Lesson Plan Assignment
Due:
10/25 lesson plan in class peer review
11/1 revise/submit Word doc via Dropbox
11/8 Jill/Maura return to you with feedback
11/22 revised lesson plan to Dropbox + in-class presentation
(Dropbox links are in the course group forum)
11/22 Brief Class Presentation Guidelines:
In 5 minutes or less, please share with us your answers to these questions:
– What is the lesson? What do you hope to accomplish?
– Who is this lesson for? (course, student level)
– Why did you select this technology to use in this lesson, how does it facilitate your learning objectives?
Then briefly talk us through a high-level overview of the lesson itself.
In Brief: We want you to create a 75-minute lesson plan appropriate for your field. Assume an audience of undergraduate students (unless you are working with another demographic and want to tailor your lesson plan to them). Your lesson should integrate one or more important concepts in your field with one or more relevant technologies.
Assignment Requirements
Reflection + Rationale
In 1-2 paragraphs, offer a critical reflection on your lesson plan & the process behind it.

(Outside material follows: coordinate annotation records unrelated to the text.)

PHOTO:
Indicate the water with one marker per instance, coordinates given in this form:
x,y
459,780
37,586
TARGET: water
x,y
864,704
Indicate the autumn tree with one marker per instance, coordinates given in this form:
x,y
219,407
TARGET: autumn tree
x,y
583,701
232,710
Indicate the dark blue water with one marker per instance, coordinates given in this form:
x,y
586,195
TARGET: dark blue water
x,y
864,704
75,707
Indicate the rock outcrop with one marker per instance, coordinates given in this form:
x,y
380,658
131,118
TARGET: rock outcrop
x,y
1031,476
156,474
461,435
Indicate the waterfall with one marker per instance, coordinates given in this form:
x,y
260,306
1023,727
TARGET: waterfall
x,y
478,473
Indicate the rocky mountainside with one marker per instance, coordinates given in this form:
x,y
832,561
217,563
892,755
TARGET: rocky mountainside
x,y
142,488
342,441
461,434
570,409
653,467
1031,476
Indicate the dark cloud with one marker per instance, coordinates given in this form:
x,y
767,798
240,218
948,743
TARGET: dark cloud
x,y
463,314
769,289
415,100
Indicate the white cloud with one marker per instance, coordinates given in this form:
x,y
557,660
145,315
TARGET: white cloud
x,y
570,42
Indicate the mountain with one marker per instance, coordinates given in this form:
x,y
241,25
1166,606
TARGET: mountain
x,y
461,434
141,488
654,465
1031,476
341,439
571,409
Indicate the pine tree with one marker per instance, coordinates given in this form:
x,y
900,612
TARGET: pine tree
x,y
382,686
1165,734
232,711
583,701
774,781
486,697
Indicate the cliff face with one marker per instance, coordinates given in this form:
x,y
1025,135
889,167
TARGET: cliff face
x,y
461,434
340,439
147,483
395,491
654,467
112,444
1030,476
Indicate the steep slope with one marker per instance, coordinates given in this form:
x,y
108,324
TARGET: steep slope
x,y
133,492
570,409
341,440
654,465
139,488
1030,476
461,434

You’ll state your goals & assessment below, but here take a moment to zoom out and reflect on your core pedagogical values (think back to our discussions in class on 8/30) and your rationale for this lesson plan in relation to them. How does this assignment embody those values? How can you design / teach / scaffold these values even within other constraints that might exist (curriculum requirements, time limitations, rules / regulations from your employer, etc.)?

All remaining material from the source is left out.